Segunda-feira, 18 de setembro de 2017 - 09h44
Dom Jaime Spengler
Arcebispo metropolitano de Porto Alegre
Há sinais contundentes de que a sociedade brasileira está fora dos eixos. Há quem diga que vivemos uma “metamorfose epocal”. Aquilo que até pouco tempo era impensável, tornou-se manchete no cotidiano. Observam-se mudanças radicais. As velhas certezas que até um tempo recente orientavam decisões se enfraquecem sempre mais e o novo ainda não surgiu.
A sociedade do risco possui a potencialidade de conduzir a humanidade à catástrofe, mas também de abrir estradas para algo inaudito, capaz de forjar uma sociedade marcada pela justiça, paz e fraternidade. A atividade política, orientada pela ética, tem a missão de perseguir o bem comum, atuando com vista à criação de um ambiente autenticamente humano em que a todos seja oferecida a possibilidade de um real exercício dos direitos humanos e de um pleno cumprimento dos respectivos direitos.
Fatos recentes lançam questões que exigem reflexão profunda. As muitas denúncias de corrupção e os elementos encontrados que as corroboram não mais produzem indignação! Produzem apatia e preocupante descrédito nas instituições. Enquanto a elite econômica encontra trânsito fácil nos corredores palacianos, parte da elite política ignora as condições de vida da maioria pobre da população.
A violência ganha contornos de guerra. Os indícios são inocultáveis. Corpos decapitados e esquartejados! Crianças vítimas de uma crueldade exacerbada. Estudantes de escolas elementares que rastejam pelo chão para se proteger do fogo cruzado de gangues lutando pelo controle do tráfico de drogas. Chacinas se tornaram algo comum! Vitimas de balas perdidas se tornaram notícia corriqueira. O toque de recolher imposto nos bairros e vilas de nossas cidades é uma realidade. Policiais que diariamente põem em risco a própria vida recebem o salário a conta-gotas…
Professores agredidos por adolescentes recebem um indigno salário parcelado.
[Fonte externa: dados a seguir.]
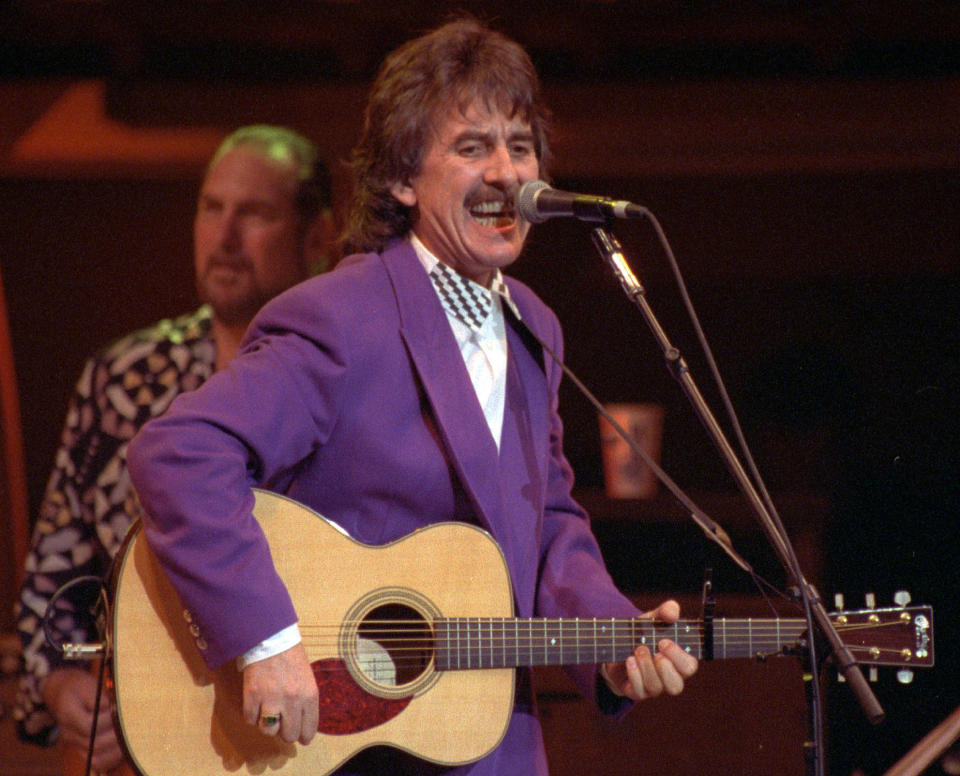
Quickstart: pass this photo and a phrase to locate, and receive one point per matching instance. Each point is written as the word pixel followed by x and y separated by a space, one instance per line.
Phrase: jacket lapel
pixel 439 365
Sindicatos mais interessados em manter privilégios e interesses que representar e defender a categoria que representam. O desrespeito pelo imaginário da fé, agressões e desrespeito pelo o que é mais íntimo e sagrado no outro: sua fé e seu corpo, e os ataques discriminatórios à cultura judaico-cristã que contribuiu na nossa formação cultural é considerado algo normal. Onde chegamos?
O Brasil é reconhecido mundialmente pela desigualdade social e pela concentração da renda, pela pobreza e corrupção, pela criatividade e religiosidade. Urge promover uma séria reflexão sobre a realidade sócio-politica-econômica brasileira e de como se estende o direito à dignidade dos filhos e filhas desta nação. Para tanto se requer o cultivo da obra do discernimento. Discernimento significa avaliar, colocar à prova, distinguir, separar, julgar em vista do bem. Existe disposição das instituições para realizar tal obra?
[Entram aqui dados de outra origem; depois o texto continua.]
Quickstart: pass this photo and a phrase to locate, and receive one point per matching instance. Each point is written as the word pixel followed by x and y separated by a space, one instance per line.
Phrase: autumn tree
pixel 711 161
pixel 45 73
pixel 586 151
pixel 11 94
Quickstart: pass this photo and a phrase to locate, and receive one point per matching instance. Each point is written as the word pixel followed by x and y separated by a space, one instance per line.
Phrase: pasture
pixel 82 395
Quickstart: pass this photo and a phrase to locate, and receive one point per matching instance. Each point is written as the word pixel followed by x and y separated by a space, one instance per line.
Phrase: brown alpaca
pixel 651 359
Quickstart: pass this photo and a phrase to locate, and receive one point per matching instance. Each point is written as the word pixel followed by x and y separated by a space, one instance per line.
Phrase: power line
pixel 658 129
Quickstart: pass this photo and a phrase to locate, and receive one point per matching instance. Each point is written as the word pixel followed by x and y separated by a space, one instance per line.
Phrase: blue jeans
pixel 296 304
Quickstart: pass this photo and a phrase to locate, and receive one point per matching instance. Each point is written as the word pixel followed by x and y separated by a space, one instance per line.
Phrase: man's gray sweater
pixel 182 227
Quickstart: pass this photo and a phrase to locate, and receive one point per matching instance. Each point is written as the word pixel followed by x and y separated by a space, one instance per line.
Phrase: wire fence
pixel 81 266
Papa Francisco frequentemente pede que se reze por ele. Certamente uma solicitação habitual daqueles que são investidos de alguma responsabilidade não só na Igreja, mas também na sociedade. É que qualquer iniciativa que busque romper velhos hábitos sempre encontrará resistência. Por isso, se faz necessário conhecer a realidade que a todos envolve; urge fomentar espaços de diálogo entre pessoas que acreditam ser possível superar os desafios em vista de uma sociedade marcada pelo respeito das diferenças, pela justiça e fraternidade; é salutar promover o espírito de oração e devoção que permite cultivar a necessária compreensão de que ser humano algum é perfeito, e que a condição humana é marcada pelo pecado e resgatada pelo amor de Deus.
O novo que se faz necessário pressupõe cidadãos distintos e generosos, capazes de cultivar horizontes novos caracterizados pela ética e trabalhar verdadeiramente pelo bem comum.